The Galbraith name has a long and distinguished history in the East Kootenay and is inexorably linked with the town of Fort Steele but the family is also linked to the very wellsprings of Cranbrook. It was John Galbraith and his wife Sarah who were the first white settlers on Joseph’s Prairie and it was they, along with John’s brother Robert, who first laid claim to the land later purchased by James Baker to become present-day Cranbrook.

In 1864, John Galbraith came in search of gold along the Wild Horse Creek. It is said he traveled with the first group of miners led by Jack Fisher (for which Fisher Peak is named) but soon realized that the real money was to be found in providing miners with transportation and supplies.
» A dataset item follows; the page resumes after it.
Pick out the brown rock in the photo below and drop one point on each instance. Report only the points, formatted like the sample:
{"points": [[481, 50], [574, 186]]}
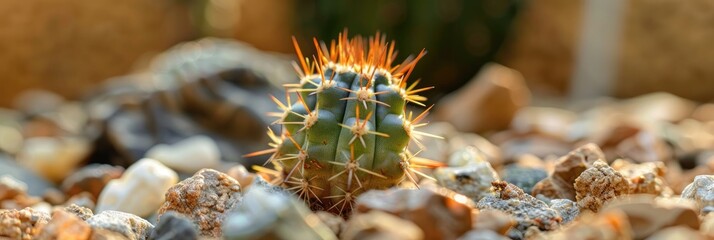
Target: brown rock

His brother Robert, however, states in a Herald newspaper interview of Dec.22, 1904, that by the time John arrived at the Wild Horse “he found the ground all occupied, and therefore turned his attention more in the line of strict business, such as the establishment of a ferry near where Fort Steele bridge is now built.” Either way the result was the same; John Galbraith established what would become the town of Fort Steele.

John and Robert were two of the nine children of Alexander and Rose Galbraith, all born in Ireland between the years 1826 to 1849. Of the siblings, three brothers: John, James and Robert Leslie Thomas (often referred to as R.L.T.), and two sisters: Maria, and Catherine (Kate), arrived at Fort Steele by the turn of the twentieth century.
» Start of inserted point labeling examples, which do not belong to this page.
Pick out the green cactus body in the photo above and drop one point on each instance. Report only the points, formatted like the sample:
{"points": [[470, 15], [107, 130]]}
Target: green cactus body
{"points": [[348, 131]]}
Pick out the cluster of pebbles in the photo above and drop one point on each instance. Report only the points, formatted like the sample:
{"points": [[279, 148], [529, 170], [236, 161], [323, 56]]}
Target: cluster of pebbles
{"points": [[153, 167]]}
John came first, traveling by steamer around the Cape Horn of Africa and landing in San Francisco sometime around 1858. The year 1864 found him in Walla Walla, Washington, and it was from here that he journeyed to the Wild Horse. He set up a ferry business across the Kootenay River which became known as Gailbraith’s Ferry. It was the only practical way to cross the river for the many miners making their way to the gold fields of Wild Horse Creek via the Dewdney Trail and that, combined with his general store and pack trains, soon made him a man of means.
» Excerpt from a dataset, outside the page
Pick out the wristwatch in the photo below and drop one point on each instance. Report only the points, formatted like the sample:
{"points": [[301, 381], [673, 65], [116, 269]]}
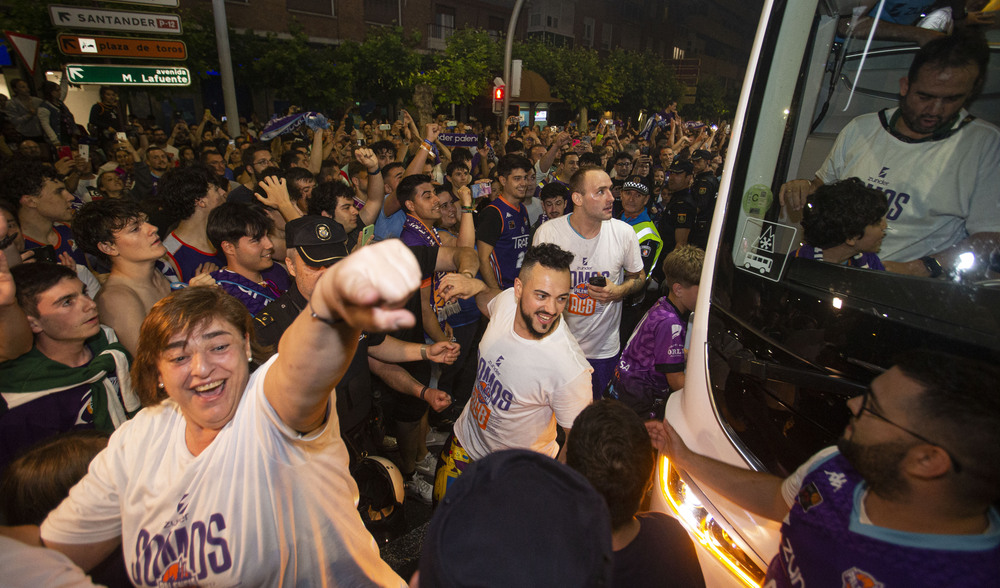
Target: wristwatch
{"points": [[933, 266]]}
He sent for his brothers James and Robert and also for his brothers-in-law James and Charles Clark. The Clark brothers, hailing from Liverpool and engineers by trade, married the Galbraith sisters Maria and Catherine (Kate) respectively and went on to survey much of the local district. John Galbriath met and married Sarah Larue during his time packing supplies from Walla Walla and she, too, joined the Galbraith/Clark clan in the flourishing town of Galbraith’s Ferry. Both John and his brother Robert purchased land that would later become Cranbrook and John and Sarah took up ranching there about 1867.

Wild Horse pioneer Dave Griffith, while visiting Cranbrook in 1901, spoke of the many fine residences on Baker Hill and said that the last time he was in that part of town was 15 years earlier when Mr. and Mrs. John Galbraith were the only ones there and lived in a log hut. Robert Galbraith arrived in 1870. Aside from his duties with the ferry and the general store, he served as a Member of the B.C. Legislative Assembly from 1877-1886 and served many years as the south-eastern B.C. Indian Agent.

Along with his land holdings at Joseph’s Prairie he purchased a great deal of property in and about Fort Steele. It is interesting to note that in September, 1938, M.A. Beale, a real estate and insurance agent who worked in Fort Steele before moving to Cranbrook, stated that he was present at the historic meeting between the CPR representative and Robert Galbraith, held in Tom McVittie’s parlours (Tom McVittie married Robert Galbraith’s niece, Anna) at Fort Steele.

Mr. Beale claims that the CPR demanded a share in the Fort Steele townsite which Mr. Galbraith flatly refused to surrender as he held a heavy mortgage on his soon-to-be Cranbrook property. Mr. Beale further states that, until that time, the CPR engineers strongly favoured the Fort Steele route. If that was the case then the people of Cranbrook have Robert Galbraith to thank and the people of Fort Steele have him to blame for the rise of one town and the fall of another.

In May, 1904, the government decided to move their offices from Fort Steele to Cranbrook, thus driving an unretractable spike in the coffin of the former town of Gailbraith’s Ferry. Robert Galbraith, perhaps most affected by the change due to his large property holdings in Fort Steele, took a philosophical view, saying, “Such is the fortunes of politics. Government offices are a small thing compared to the undeveloped resources and possibilities of the country.” As to the big picture he was quite correct, but as for Fort Steele it was the beginning of the end.

John and Sarah Galbraith, the first settlers of Cranbrook, sold to James Baker in 1884 and retired to Parsons Bridge near Victoria. They are both buried in the Ross Bay Cemetery. Maria Brit Clark (nee Galbraith) died at Fort Steele in 1909, as did her sister Catherine Clark in 1911. Charles Clark drowned in the Kootenany River in 1901, and his brother James died in New Westminster in 1911. Robert “Uncle Bob” Galbraith, the “Grand Old Man of the Kootenays,” at the age of 79, married Ella Fleming, 40 years his junior. Robert died at Fort Steele in 1924, and is buried along with his sisters and his wife in the cemetery there. Ella died in Cranbrook in 1966, after an extended stay in the former Bowness residence, at the time the Gardner Rest Home.